According to the Spring 2015 American College Health Association’s National College Health Assessment, 25.2 percent of college students reported being diagnosed or treated by a professional for a mental illness, while 48.7 percent reported symptoms of a mental illness.
Many people with serious mental illnesses also end up in the criminal justice system. In 2008, there were approximately 900 inmates with a serious mental illness in Montana, according to the U.S. Department of Justice.
The National Alliance on Mental Health released a report card “grading” states on their mental health care in 2009. Montana received a “D,” mainly for its overall shortage of mental health care providers, as well as an abundance of stigma and lack of outpatient housing options.
Funding for mental healthcare in the state constitutes only 3.1 percent of the budget, according to a study done by the NASMHPD Research Institute. The National Alliance on Mental Illness states that there has been a general trend across the U.S. of cutting funding for mental health services.
According to the American Hospital Association’s 2009 survey, there is an average of 10.8 psychiatric inpatient beds per 1,000 adults with serious mental illness. Montana was at the bottommost quartile of this range, with fewer than eight beds per 100 patients. A study funded by the Arlington, VA: Treatment Advocacy Center in 2008 suggested a minimum of 9.3 beds per 1,000 people with a serious mental illness, but that is only in tandem with effective community-based services and assisted outpatient treatment programs, which Montana lacks.
Patterson-Croskey says that when she moved from Ohio to Bozeman, she was shocked at the lack of resources for mental health. She says that even smaller Montana towns like Livingston and Dillon had a mental health center, whereas Bozeman did not. In October of 1990 though, she helped to establish the Gallatin Mental Health Center.
She says that another problem at the time that still lingers somewhat today was the lack of education and experience amongst the few professionals who were here. People who had brief psychotic episodes were always just automatically diagnosed with Schizophrenia, for example. There was only one psychiatric room in the hospital, but few people had the expertise to adequately run it.
While it may seem that mental healthcare in Montana is grim, many reforms are being made.
The 2013 legislature appropriated funds for the creation of a universal suicide screening tool for all county jails and detention facilities, integrating Mental Health First Aid into the core curriculum at the Montana Law Enforcement Academy. All officers and detention officers receive 8 hours of Mental Health First Aid with 4 hours of Question, Persuade, and Refer, according to AFSP.
Patterson agrees that things have greatly improved since she first started in Bozeman. She says that our understanding of the human brain has grown, and we now have a better appreciation for the complexity of mental health (e.g., diagnoses are more carefully made).

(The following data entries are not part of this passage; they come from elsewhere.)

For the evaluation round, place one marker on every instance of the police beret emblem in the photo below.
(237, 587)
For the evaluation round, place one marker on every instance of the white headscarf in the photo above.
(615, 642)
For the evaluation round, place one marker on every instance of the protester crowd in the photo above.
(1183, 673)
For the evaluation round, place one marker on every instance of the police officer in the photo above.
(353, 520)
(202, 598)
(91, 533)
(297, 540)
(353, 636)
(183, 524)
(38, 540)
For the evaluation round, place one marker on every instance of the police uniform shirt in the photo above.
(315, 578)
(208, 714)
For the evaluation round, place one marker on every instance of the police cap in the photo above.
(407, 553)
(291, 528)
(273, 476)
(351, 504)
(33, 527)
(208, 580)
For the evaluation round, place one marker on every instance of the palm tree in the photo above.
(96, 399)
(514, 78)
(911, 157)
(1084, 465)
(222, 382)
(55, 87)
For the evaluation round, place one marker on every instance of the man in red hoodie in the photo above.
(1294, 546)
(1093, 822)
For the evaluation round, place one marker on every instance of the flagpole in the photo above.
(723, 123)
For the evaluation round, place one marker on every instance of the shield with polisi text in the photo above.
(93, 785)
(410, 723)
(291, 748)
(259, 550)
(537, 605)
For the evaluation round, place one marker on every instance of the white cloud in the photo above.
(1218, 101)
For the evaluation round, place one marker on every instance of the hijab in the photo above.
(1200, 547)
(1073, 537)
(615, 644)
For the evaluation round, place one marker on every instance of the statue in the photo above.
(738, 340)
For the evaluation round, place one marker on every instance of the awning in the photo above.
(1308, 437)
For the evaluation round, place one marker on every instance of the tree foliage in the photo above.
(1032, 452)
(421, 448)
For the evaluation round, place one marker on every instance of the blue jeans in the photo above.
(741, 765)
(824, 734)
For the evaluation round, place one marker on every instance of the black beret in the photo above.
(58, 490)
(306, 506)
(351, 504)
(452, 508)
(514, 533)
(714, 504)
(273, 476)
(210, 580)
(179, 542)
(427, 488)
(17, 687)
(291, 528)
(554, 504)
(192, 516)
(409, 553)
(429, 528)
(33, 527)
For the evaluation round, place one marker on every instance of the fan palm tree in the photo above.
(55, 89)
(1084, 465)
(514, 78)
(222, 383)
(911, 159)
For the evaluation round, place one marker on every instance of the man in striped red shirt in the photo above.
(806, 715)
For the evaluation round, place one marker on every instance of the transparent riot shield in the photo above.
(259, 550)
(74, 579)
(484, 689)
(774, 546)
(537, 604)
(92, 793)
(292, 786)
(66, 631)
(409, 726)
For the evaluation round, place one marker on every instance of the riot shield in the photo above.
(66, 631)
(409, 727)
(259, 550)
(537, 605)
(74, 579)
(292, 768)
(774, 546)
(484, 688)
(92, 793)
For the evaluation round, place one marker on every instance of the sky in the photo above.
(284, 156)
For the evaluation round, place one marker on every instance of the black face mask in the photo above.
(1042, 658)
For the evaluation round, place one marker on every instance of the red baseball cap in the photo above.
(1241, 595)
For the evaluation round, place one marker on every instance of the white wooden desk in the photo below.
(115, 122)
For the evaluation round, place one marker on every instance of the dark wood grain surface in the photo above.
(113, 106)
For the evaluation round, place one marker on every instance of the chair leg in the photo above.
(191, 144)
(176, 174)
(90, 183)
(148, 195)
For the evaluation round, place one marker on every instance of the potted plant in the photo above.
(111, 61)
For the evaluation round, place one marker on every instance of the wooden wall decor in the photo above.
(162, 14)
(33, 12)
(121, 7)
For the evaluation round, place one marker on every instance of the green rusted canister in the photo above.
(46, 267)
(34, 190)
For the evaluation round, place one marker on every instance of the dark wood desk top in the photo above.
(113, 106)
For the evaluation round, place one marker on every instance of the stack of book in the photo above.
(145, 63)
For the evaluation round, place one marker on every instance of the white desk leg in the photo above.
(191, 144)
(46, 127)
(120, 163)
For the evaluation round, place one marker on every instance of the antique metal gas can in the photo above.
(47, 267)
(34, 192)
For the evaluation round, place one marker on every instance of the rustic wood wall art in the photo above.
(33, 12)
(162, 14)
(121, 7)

However, she says that there are still aspects of the system that could be improved. The fact that someone can start a private practice with very limited education and experience is something that is concerning to her. Also, because of increasing insurance rates, people in poverty are becoming less and less able to access the care they need. While the Affordable Care Act has helped many people, she says that it hasn’t done enough to address this problem.
Funding for the Mental Health Center has also always been limited. Because of this, they are not able to address children with mental illness very well, although recently that is beginning to change.
It is important for people to first be aware of mental illness and to remove the stigma attached to it. The American Association of Suicidology states that talking about suicide with teens can actually be beneficial. Educating the public and encouraging those who deal with mental illness will be a key aspect in addressing this problem in Montana.